Si la loi française de lutte contre la contrefaçon a transposé, en 2007, la directive européenne relative au respect des droits de propriété intellectuelle dite « IPRED », la notion de proportionnalité prévue par cette dernière n’a pas été explicitement intégrée en droit français.

Or, cette omission du législateur permet aux chasseurs de brevets ou  « Patent Assertion Entities » (PAE) de proliférer.

Des coûts excessifs

Les PAE ne développent pas leurs propres produits ou services, mais font de l’acquisition de vastes collections de brevets leur activité principale.

En possession de brevets qu’ils n’exploitent pas, ces chasseurs réclament aux entreprises des règlements qui ne sont pas fondés sur la valeur réelle du brevet.

Ils brandissent ainsi la menace de poursuites en justice, dont l’issue est connue d’avance. Une injonction permanente sera prononcée automatiquement, du fait d’un défaut d’application de la proportionnalité.

Face au chantage et la menace d’un retrait pur et immédiat des produits du marché, les entreprises innovantes préfèrent céder aux PAEs avant que le sujet ne soit porté devant une cour, conduisant à des résolutions opaques. Ces prédateurs parviennent ainsi à arracher des règlements excessifs aux entreprises.

L’absence manifeste en France, dans la pratique, de prise en compte de la proportionnalité, en dépit de la directive IPRED, a donc des conséquences hautement préjudiciables pour les entreprises françaises, en les dissuadant notamment d‘investir dans la R&D et la commercialisation de nouveaux produits.

Pour préserver leur capacité d’innovation, il est temps que le droit français garantisse que les réparations pour violation de brevet soient effectivement proportionnées. Cette faille doit être comblée une fois pour toutes.

Une question de souveraineté

Une action en France pour assurer l’application effective de la proportionnalité contribuera aussi à promouvoir la même approche équilibrée de la part de la juridiction unifiée des brevets (JUB), qui applique à la fois le droit européen et le droit des États membres lorsqu’il s’agit de trancher un litige.

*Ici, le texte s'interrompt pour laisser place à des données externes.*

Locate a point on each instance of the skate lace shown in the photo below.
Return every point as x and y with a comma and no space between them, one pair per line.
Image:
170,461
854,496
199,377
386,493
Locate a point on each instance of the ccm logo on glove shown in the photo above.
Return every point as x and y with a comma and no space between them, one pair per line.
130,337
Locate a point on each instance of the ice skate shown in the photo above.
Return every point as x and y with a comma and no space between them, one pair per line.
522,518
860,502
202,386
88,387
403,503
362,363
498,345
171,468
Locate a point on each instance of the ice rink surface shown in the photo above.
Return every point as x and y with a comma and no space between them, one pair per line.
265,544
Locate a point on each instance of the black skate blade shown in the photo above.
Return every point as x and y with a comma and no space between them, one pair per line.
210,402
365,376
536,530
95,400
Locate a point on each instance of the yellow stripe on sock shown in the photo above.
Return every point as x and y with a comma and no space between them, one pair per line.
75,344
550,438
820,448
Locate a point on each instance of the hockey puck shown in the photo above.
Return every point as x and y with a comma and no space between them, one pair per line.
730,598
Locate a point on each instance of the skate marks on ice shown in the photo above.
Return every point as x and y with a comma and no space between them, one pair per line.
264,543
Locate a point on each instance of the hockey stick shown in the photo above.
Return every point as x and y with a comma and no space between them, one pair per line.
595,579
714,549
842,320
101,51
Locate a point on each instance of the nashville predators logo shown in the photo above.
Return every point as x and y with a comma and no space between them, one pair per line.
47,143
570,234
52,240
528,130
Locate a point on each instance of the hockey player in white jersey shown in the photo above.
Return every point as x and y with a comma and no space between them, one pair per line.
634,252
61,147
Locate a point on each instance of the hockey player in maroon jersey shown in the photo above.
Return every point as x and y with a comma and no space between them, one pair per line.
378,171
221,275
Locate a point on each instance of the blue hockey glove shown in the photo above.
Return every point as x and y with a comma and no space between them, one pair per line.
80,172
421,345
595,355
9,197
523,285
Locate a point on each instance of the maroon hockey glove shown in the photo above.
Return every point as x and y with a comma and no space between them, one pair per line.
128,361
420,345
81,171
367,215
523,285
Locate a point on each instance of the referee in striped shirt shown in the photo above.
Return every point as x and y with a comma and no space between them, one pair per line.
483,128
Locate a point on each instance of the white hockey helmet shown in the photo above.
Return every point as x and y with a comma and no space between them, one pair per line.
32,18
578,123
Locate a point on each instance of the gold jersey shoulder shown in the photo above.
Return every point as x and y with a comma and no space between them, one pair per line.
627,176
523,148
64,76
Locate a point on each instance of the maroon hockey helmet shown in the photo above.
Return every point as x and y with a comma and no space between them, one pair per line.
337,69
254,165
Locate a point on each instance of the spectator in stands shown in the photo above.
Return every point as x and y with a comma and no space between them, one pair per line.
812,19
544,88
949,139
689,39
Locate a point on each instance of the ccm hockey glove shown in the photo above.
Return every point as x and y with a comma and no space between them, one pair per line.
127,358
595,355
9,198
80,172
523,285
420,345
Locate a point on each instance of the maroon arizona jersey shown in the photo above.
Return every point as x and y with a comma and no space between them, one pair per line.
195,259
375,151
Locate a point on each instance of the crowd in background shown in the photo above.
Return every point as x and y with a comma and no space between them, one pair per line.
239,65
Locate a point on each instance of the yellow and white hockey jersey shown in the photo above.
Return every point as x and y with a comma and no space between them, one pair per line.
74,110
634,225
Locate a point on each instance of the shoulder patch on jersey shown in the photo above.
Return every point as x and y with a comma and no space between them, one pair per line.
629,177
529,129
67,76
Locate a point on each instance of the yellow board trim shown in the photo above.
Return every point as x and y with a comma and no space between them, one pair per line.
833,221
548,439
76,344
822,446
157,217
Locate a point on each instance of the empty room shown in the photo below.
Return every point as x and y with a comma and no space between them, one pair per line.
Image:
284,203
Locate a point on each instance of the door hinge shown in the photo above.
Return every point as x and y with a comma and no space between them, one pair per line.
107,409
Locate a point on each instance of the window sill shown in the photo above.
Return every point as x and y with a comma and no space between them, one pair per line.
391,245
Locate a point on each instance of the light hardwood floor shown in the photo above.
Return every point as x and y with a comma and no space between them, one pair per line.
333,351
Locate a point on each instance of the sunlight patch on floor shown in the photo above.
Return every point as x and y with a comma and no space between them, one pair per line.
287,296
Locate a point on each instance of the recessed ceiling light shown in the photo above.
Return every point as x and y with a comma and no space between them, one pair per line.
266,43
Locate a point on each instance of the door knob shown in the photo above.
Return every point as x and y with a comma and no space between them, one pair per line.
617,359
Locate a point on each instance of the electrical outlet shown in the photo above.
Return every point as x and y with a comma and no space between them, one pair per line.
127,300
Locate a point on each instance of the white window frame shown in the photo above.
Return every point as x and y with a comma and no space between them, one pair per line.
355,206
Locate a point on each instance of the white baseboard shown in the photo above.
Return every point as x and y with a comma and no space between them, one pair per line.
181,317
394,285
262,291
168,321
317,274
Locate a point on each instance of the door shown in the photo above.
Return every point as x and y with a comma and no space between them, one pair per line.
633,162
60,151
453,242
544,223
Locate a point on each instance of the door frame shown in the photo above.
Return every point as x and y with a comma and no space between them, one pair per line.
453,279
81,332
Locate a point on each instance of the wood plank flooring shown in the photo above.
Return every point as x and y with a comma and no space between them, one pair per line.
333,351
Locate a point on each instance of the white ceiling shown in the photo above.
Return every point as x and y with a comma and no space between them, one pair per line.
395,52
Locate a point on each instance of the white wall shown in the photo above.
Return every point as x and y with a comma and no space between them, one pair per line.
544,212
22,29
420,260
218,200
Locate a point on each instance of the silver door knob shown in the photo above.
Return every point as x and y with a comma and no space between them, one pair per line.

Et la capacité de la JUB à émettre des injonctions à l’échelle européenne peut donner aux chasseurs de brevets une arme encore plus puissante et amplifier les conséquences de leurs actions contre les entreprises innovantes.

La France a d’autant plus un rôle à jouer dans la mesure où elle accueille le siège de la division centrale du tribunal de première instance de la JUB qui traite des enjeux IT et des produits complexes, pour lesquels l’application de la proportionnalité est essentielle du fait de centaines de milliers de brevets impliqués.

L’application de la proportionnalité dans les procédures contentieuses en matière de brevet est indispensable si l’on veut pallier les détournements du droit par les PAEs, à l’heure où la souveraineté technologique et industrielle de la France et de l’UE est plus que jamais cruciale.

Il en va ainsi de la protection et la croissance des entreprises françaises et européennes, mais également de la crédibilité et du succès de cette nouvelle juridiction !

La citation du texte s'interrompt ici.